Romance de Alex Andrade se sustenta na construção de sua protagonista

Romance de Alex Andrade se sustenta na construção de sua protagonista

Se ainda existe algum ruído acerca dessas polêmicas que volta e meia surgem no meio literário sobre quem pode escrever sobre o quê, “Para os que Ficam” é a prova definitiva de que sensibilidade criativa e domínio técnico superam qualquer coro de regra.

Bastam não mais que duas páginas, para o leitor ser totalmente atraído pela veracidade de sua protagonista, uma mulher de meia-idade de voz e personalidade magnéticas, refém de conflitos de fácil identificação. Seu criador, o carioca Alex Andrade, mostra que talento literário é a única concessão para retratar quem quer se seja numa trama ficcional, elegendo a (des)construção de sua personagem como estrela de seu novo livro.

Ana é quem controla a tessitura da história. Agente ao mesmo tempo que testemunha dos fatos, sua narração entrecruza curso do presente e trânsito de pensamentos dentro do espaço limitado da casa, no tempo do agora e do antes no contexto de um drama familiar. Sua vida se resume a cuidar do pai que passou de noventa anos e existe entre lapsos de lucidez e períodos de senilidade, presa a uma rotina de consultas, exames, horários de remédios e tarefas domésticas. Tem dois irmãos mais novos que se mantêm distantes e raramente telefonam. Coube a ela a renúncia de si para assumir o posto permanente de filha, drenada de toda energia a ponto de não mais reconhecer se está “exausta do mundo” ou se seu “estado letárgico se acentua cada vez mais”.
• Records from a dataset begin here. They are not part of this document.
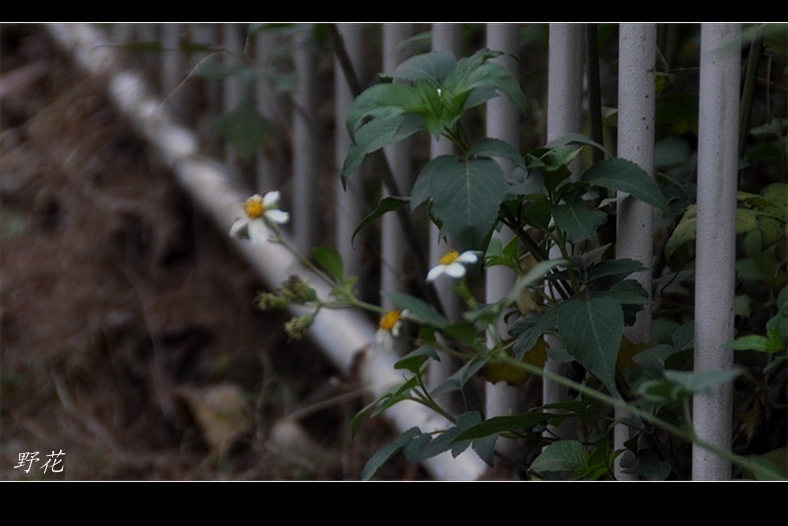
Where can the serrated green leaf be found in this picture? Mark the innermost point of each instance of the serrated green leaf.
(501, 424)
(244, 127)
(485, 448)
(755, 342)
(575, 219)
(382, 101)
(457, 381)
(435, 67)
(387, 204)
(377, 134)
(701, 382)
(679, 111)
(577, 139)
(591, 331)
(625, 176)
(414, 360)
(489, 147)
(565, 455)
(385, 453)
(465, 194)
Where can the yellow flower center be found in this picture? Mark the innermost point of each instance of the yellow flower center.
(449, 258)
(389, 320)
(254, 207)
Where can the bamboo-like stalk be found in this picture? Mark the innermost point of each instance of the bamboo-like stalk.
(269, 158)
(172, 68)
(503, 122)
(305, 147)
(345, 336)
(394, 247)
(233, 89)
(350, 202)
(564, 115)
(716, 239)
(635, 219)
(445, 37)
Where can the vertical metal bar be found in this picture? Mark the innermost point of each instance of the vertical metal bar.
(716, 238)
(305, 147)
(233, 90)
(269, 176)
(635, 219)
(350, 202)
(503, 122)
(564, 115)
(172, 68)
(393, 243)
(445, 37)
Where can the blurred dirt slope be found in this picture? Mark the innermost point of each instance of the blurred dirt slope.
(125, 317)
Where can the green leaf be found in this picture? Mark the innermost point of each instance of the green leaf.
(591, 331)
(615, 268)
(575, 218)
(387, 204)
(483, 80)
(329, 259)
(755, 342)
(386, 452)
(376, 135)
(456, 381)
(435, 67)
(382, 101)
(679, 111)
(565, 455)
(501, 424)
(625, 176)
(466, 195)
(446, 440)
(488, 147)
(530, 328)
(571, 139)
(485, 448)
(702, 382)
(679, 385)
(244, 127)
(772, 230)
(419, 309)
(414, 360)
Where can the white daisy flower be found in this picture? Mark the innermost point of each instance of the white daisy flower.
(259, 209)
(453, 264)
(389, 327)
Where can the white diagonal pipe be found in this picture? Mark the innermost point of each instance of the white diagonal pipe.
(342, 335)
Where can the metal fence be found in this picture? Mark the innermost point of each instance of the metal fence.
(300, 144)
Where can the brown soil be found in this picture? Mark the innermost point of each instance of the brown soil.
(130, 340)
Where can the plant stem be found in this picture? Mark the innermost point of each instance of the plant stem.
(688, 435)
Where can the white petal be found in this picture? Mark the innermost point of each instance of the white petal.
(279, 217)
(383, 339)
(471, 256)
(435, 272)
(236, 230)
(455, 270)
(270, 198)
(258, 232)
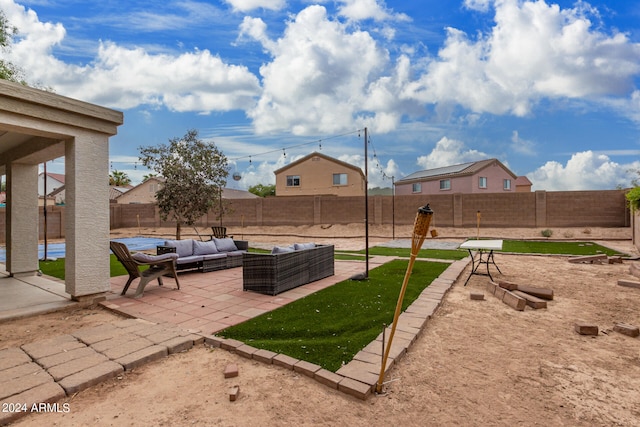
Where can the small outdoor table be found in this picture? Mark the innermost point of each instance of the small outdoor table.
(482, 247)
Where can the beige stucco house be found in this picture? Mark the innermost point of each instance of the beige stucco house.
(38, 126)
(145, 192)
(485, 176)
(318, 174)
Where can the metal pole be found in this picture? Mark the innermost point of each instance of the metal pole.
(44, 258)
(393, 208)
(366, 203)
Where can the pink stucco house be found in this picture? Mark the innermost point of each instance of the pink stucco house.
(484, 176)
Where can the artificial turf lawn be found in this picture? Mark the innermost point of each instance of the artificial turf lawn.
(556, 248)
(56, 268)
(330, 326)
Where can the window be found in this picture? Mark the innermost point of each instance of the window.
(339, 179)
(293, 180)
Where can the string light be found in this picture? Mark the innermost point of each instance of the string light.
(317, 141)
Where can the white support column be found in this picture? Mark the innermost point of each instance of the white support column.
(22, 219)
(87, 215)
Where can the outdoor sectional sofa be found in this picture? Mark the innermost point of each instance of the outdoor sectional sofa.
(286, 268)
(215, 254)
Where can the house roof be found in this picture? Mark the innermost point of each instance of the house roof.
(523, 180)
(453, 171)
(317, 154)
(57, 176)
Ainda assim, não há qualquer gosto autocomiserativo ou melodramático em seu relato. Longe disso. A personagem passa o dia se alimentando de cigarro e em busca de um gole de cerveja, faz observações ácidas, zomba de sua condição. “Penso em parar de fumar, mas acho que estou velha para esquecer antigos hábitos.” O texto consegue um equilíbrio de tom transitando de um humor a outro de maneira intuitiva, sem apelar pela óbvia estrutura dos módulos dissonantes. Mesmo quando vai fundo na sensibilidade, a abordagem não dissenti do comportamento narrativo, sendo comovente pela circunstância e não pelo esforço das palavras. Assim é, por exemplo, quando se narra o momento do banho, do pai envergonhado de estar nu diante da filha, da fragilidade e dos silêncios mútuos. As pausas têm papel importante. Um vazio que transborda significados.

Nestas zonas cinzentas, Ana aprisiona seus segredos e desejos reprimidos, especialmente aqueles relativos a Jota, um codinome que, a princípio por motivos implícitos, desperta sentimentos dúbios de atração e de repulsa. Seria um caso amoroso que ficou para trás? Alguém que deixou uma ferida aberta? As revelações ocorrem em manifestações sutis, sem afobo, concordante com a tecedura remansosa que se atém em fabricar camadas para as atitudes e as motivações dos atores da trama, usando reiterações de modo inteligente para estabelecer os pontos fundamentais de apreensão do enredo. Tudo leva a crer num progressivo insulamento da narradora, no qual todo reencontro com o mundo exterior vai ficando impossível, e a escavação da memória será a saída para lidar com a imobilidade causada pelo fardo da dependência do pai.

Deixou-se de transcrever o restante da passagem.